There seems to be a disproportionate amount of angst over Liverpool’s current position. The fans seem obsessed with Manchester City and Klopp appears more irritable by the week. Klopp was appointed in October 2015 and it wasn’t until 2019 that he won his first piece of silverware. Nobody ever felt Klopp wasn’t doing his job properly, the trajectory was positive and there were visible signs that something special was happening. The 2021-22 season could have been the greatest ever campaign, but two trophies, admittedly the two lesser baubles, was the outcome. Klopp’s team went into 2022-23 possibly a little burnt out. The club didn’t strengthen in the right places and the finger was pointed at Fenway rather than Klopp, whose popularity remains strong.

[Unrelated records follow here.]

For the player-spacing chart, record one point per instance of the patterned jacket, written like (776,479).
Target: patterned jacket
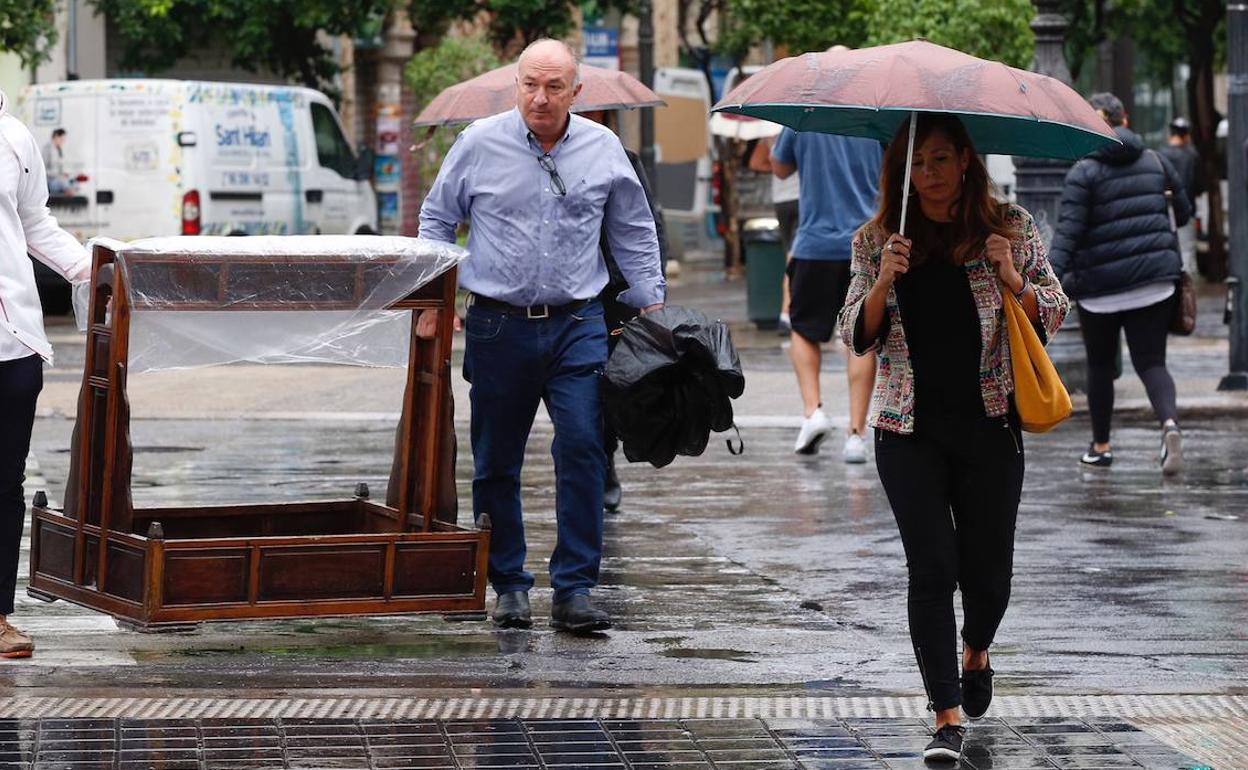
(892,406)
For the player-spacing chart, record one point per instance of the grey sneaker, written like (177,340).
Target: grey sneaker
(14,643)
(946,744)
(1172,449)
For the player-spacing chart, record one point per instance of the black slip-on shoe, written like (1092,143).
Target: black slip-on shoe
(578,615)
(946,744)
(977,692)
(1101,459)
(512,610)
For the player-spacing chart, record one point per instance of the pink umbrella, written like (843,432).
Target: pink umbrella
(494,92)
(871,91)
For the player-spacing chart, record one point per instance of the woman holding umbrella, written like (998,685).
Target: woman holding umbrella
(947,439)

Despite Fenway’s conservative ownership and investment in the club’s infrastructure, the underlying feeling is that Liverpool’s owners cannot or will not attempt to compete with the seemingly endless resources of state-owned or influenced clubs. Why should they? If they are sports team owners, who treat clubs like assets, then why would they run a club in a manner that diminishes the asking price?

There is every possibility Liverpool’s valuation has peaked, although people appear to be sticking a pin on a graph in coming up with the club’s true value. Let’s say £ 4 billion is a likely price – who will be in a position to pay such a figure? With interest in the Premier League from the US still growing, it is possible Liverpool will exchange one American owner for another. On the other hand, if they want to compete with Manchester City, they will have to find a sovereign wealth fund or oil billionaire with money to spare. How will that align itself with the club’s values?

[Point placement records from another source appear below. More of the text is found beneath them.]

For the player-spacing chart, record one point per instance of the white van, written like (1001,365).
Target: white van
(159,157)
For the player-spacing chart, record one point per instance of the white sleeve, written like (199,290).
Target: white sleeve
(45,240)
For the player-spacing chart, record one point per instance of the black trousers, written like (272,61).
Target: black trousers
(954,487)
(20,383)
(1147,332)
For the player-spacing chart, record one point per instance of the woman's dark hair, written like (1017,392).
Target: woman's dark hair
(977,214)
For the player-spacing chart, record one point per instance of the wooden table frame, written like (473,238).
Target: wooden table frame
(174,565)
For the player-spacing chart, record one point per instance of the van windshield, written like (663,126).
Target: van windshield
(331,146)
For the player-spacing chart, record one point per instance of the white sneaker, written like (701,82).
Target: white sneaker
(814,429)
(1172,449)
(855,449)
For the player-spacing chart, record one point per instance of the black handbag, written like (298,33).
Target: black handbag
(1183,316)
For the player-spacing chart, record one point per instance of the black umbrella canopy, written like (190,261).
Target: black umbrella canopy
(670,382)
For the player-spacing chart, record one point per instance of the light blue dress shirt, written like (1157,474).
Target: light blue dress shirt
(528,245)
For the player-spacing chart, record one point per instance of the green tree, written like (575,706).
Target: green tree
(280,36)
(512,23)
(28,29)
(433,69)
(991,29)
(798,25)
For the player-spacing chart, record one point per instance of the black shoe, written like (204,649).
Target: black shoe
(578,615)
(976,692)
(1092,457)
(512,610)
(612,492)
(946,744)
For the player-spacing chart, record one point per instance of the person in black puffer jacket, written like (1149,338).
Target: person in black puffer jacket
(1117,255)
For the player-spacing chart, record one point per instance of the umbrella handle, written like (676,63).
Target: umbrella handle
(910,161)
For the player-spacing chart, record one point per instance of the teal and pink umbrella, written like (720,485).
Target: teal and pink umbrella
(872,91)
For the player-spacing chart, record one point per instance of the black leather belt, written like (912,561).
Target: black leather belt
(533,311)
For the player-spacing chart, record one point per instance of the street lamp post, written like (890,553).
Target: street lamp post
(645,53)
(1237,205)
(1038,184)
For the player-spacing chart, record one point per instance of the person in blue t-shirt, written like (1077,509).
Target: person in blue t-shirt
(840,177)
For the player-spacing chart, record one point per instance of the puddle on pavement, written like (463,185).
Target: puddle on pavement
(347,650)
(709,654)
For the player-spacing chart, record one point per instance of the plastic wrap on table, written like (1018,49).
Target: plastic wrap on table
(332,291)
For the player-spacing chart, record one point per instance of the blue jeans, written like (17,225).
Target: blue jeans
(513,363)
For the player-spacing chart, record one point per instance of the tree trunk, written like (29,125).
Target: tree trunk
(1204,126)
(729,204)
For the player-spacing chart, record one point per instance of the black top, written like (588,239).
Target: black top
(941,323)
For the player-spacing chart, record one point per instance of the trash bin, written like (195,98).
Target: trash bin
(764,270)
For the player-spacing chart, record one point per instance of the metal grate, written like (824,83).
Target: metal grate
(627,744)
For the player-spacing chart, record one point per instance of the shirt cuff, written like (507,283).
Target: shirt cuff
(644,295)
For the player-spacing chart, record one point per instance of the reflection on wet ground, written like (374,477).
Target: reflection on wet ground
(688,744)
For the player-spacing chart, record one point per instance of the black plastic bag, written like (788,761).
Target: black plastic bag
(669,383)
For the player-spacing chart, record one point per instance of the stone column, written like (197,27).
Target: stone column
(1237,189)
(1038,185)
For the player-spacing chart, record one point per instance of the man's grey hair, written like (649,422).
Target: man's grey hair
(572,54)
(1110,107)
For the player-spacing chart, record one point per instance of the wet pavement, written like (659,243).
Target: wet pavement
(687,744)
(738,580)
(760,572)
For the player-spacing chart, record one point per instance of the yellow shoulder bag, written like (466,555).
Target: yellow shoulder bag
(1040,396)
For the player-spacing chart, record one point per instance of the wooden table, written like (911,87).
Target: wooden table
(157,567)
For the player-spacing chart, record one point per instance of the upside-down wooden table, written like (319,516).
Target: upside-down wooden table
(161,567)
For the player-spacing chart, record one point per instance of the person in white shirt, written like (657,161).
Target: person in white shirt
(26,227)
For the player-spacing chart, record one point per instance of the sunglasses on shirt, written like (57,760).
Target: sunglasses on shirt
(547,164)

Fenway may have concluded the time is right to exit. John Henry was an advocate of the aborted European Super League and was left red-faced when it collapsed, prompting him to publicly apologise. At the moment, it is all very tentative, but they are not likely to declare they want completely out as it can compromise the price and may deter any auction. The fact they have engaged Wall Street names like Goldman Sachs and Morgan Stanley to sound-out the market means they are very serious. Fenway will have no shortage of takers, the club would be an attractive acquisition, regardless of who manages the team or who sits in the boardroom.

However, with clubs now costing billions, fans cannot hope to exert much influence on how their owners handle their property. Football is no longer the property of butchers, bakers and candlestick makers, it is now part of the asset management industry. While fans may hope for a new owner who indulges the culture of the club, they are at the mercy of the free market. As we have often seen, the popularity of an owner is not necessarily determined by how efficient they are at running a club, it depends on how much they “invest” in a team and how successful that team becomes. Like coaches, owners can go from hero to zero in a short space of time.